Rabu, 25 November 2020 | 17:21:46 WIB

Diduga Mafia Proyek HMI Sanana Desak Polda Malut Tetapkan "Ko Cuan" Sebagai Tersangka.

Sabtu, 27 Juni 2020 | 17:47 WIB
Diduga Mafia Proyek HMI Sanana Desak Polda Malut Tetapkan

Foto: Aksi masa Himpunan Mahasiswa Islam (HMI)cabang Sanana saat menyampaikan tuntutan aksi di depan pasar Basanohi Sanana.

LINDO Sula- Himpunan Mahasiswa Sula (HMI) Cabang Sanana bersama Masyarakat Desa Pohea menggelar aksi protes atas dugaan Kasus Korupsi Mesjid Desa Pohea,Kecamatan Sanana, Kabupaten Kepulauan Sula, Provinsi Maluku Utara ,Sabtu (27/6/2020)

Moderator Orator Aludi Leko dengan suara lantang  mengemakan Suara Takbir dari corong pengeras suara sebagai pengantar membuka orasi singkat nya di hadapan masa aksi di depan pasar Basanohi Sanana dan  menyikapi kasus korupsi mesjid Pohea yang di duga melibatkan keluarga Bupati kabupaten kepulauan Sula, Hendrata Thes.

Selain menyampaikan dugaan kasus korupsi yang diduga melibatkan keluarga Bupati Hendrata Thes , masa aksi juga menyampaikan tuntutan aksi terkait evaluasi pembangunan selama kepemimpinan Hendrata Thes di kabupaten kepulauan Sula.

"Mesjid Pohea di dirikan pada tahun 2015 silam namun hingga kini tidak dapat di gunakan, anehnya kontraktor pembangunan mesjid merupakan keluarga dekat bupati yakni Irwan hongarta (ipar Bupati Hendrata-red) dan Sambi yang diduga masih kolega bupati Hendrata Thes",  Ucap salah satu Orator aksi Rianto Kaunar yang juga ketua pemuda desa Pohea.

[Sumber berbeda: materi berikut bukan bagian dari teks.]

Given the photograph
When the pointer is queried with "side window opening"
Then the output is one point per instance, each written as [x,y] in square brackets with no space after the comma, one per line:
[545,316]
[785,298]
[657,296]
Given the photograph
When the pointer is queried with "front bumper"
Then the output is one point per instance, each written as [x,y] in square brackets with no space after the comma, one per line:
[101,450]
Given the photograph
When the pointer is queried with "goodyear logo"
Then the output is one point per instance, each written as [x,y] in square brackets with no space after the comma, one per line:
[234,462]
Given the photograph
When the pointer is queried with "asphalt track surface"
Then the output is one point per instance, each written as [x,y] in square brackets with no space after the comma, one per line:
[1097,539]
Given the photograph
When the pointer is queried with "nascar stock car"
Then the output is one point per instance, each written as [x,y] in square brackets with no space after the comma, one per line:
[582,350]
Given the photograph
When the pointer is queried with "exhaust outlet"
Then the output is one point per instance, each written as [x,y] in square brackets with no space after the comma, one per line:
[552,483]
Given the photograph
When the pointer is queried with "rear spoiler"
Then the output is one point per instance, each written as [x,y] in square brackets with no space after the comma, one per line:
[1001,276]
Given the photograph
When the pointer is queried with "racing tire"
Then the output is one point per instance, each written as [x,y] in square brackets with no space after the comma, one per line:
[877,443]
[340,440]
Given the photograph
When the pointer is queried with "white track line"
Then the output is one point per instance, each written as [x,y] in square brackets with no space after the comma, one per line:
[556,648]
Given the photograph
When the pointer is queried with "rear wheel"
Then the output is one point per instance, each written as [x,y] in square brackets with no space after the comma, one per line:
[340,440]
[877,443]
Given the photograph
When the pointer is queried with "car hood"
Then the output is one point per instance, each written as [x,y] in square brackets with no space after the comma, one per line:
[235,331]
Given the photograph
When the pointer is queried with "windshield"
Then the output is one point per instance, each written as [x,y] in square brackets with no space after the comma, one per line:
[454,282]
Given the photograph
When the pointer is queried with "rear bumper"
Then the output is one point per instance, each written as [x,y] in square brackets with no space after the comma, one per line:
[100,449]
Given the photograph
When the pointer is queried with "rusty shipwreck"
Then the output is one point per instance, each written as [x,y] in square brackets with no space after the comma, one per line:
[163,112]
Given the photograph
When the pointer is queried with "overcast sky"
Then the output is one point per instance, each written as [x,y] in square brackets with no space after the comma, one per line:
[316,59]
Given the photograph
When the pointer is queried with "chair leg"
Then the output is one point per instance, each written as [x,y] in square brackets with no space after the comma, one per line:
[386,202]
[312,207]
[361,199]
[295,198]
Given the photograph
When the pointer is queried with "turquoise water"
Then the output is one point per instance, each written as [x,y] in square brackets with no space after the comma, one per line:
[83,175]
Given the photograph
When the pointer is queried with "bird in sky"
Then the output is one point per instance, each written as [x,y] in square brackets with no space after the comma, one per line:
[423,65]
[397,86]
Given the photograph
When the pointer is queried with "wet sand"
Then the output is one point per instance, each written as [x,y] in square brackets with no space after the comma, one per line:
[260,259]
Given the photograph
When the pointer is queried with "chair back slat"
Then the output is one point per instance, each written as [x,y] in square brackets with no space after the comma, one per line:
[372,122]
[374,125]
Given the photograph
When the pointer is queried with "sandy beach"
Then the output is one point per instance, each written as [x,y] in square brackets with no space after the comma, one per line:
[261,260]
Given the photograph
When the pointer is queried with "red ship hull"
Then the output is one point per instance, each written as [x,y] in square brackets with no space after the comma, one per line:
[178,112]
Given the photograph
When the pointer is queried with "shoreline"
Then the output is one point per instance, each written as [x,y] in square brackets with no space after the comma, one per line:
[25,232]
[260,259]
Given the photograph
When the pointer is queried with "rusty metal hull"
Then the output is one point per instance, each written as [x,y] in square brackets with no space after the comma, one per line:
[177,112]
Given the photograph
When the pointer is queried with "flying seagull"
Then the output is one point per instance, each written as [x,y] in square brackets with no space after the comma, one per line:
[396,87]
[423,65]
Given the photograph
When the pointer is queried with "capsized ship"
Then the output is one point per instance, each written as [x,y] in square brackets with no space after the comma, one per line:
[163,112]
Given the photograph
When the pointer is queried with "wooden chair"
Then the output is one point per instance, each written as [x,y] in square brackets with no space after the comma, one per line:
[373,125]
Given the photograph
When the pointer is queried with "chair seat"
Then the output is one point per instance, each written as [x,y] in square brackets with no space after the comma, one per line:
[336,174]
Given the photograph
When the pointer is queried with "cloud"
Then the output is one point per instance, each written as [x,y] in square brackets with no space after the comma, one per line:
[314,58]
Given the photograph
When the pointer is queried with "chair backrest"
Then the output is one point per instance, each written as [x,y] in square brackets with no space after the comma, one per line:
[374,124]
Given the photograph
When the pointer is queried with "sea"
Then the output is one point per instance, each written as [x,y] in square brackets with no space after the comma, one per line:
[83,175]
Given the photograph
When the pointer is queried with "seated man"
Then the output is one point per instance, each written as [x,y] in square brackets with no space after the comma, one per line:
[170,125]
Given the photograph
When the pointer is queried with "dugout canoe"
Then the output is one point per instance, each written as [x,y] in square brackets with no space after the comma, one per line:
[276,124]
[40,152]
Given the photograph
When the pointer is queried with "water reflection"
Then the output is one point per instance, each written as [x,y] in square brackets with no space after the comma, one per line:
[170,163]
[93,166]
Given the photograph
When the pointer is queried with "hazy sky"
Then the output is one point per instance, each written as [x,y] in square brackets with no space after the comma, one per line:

Rianto dalam bobotan orasi nya juga menyoroti kinerja Komisi III Dewan perwakilan Daerah (DPRD) Kepulauan Sula yang di nilai gagal dalam melaksanakan fungsi kontrol pembangunan daerah dan pengelolaan keuangan daerah,  bahkan DPRD Kepulauan Sula diduga masuk angin teriak Rianto di atas Saond sistem pengeras suara.

Sementara itu Ketua Umum HMI Cabang Sanana,Usman Buamona, dalam mengawali orasinya dengan membaca surat Alfatiha dan menyoroti sejumlah persoalan yang muncul di masa kepemimpinan Hendrata Thes dan Julfahri Duwila,di antaranya masalah mesjid Pohea,mesjid wai nih, jembatan Aer bugis, trans modapuhi, Monopoli proyek yang di duga dilakukan oleh para kolega Bupati Hendrata Thes, temuan Tim pansus LKPj serta sejumlah masalah dugaan korupsi lain yang terjadi di kabupaten kepulauan Sula.

Masa aksi yang dipimpin langsung oleh Kordinator Lapangan (Korlap) Lutfi Teapon kemudian bergerak dari pasar basanohi Sanana menuju pertokoan dan selanjutnya bersama sama masyarakat pohea menuju kantor Mako polres Kepulauan Sula dan  Kejaksaan Negeri untuk melaporkan dugaan kasus korupsi tersebut.

Korlap aksi Lutfi Teapon dalam penyampaian orasinya meminta agar Pihak Kepolisian dalam hal ini Polres Kabupaten kepulauan Sula agar segera menuntaskan dugaan kasus-kasus korupsi pembangunan yang ada di kabupaten kepulauan Sula ini , serta mendesak Polda Maluku Utara untuk segera menetapkan Irawan Hongarta (Ko Cun) sebagai Tersangka dugaan kasus Korupsi jembatan air Bugis.

"Sudah banyak temuan yang di temukan oleh Pansus LKPJ 2019 DPRD Kepulauan Sula, seharunya ini menjadi barang bukti juga bagi Polres Kepulauan Sula untuk Melidik kasus-kasus dugaan korupsi di kabupaten kepulauan Sula yang diduga menyeret para kolega Bupati Hendrata Thes " , ucap Korlap aksi Lutfi Teapon tegas dalam penyampaian orasi nya.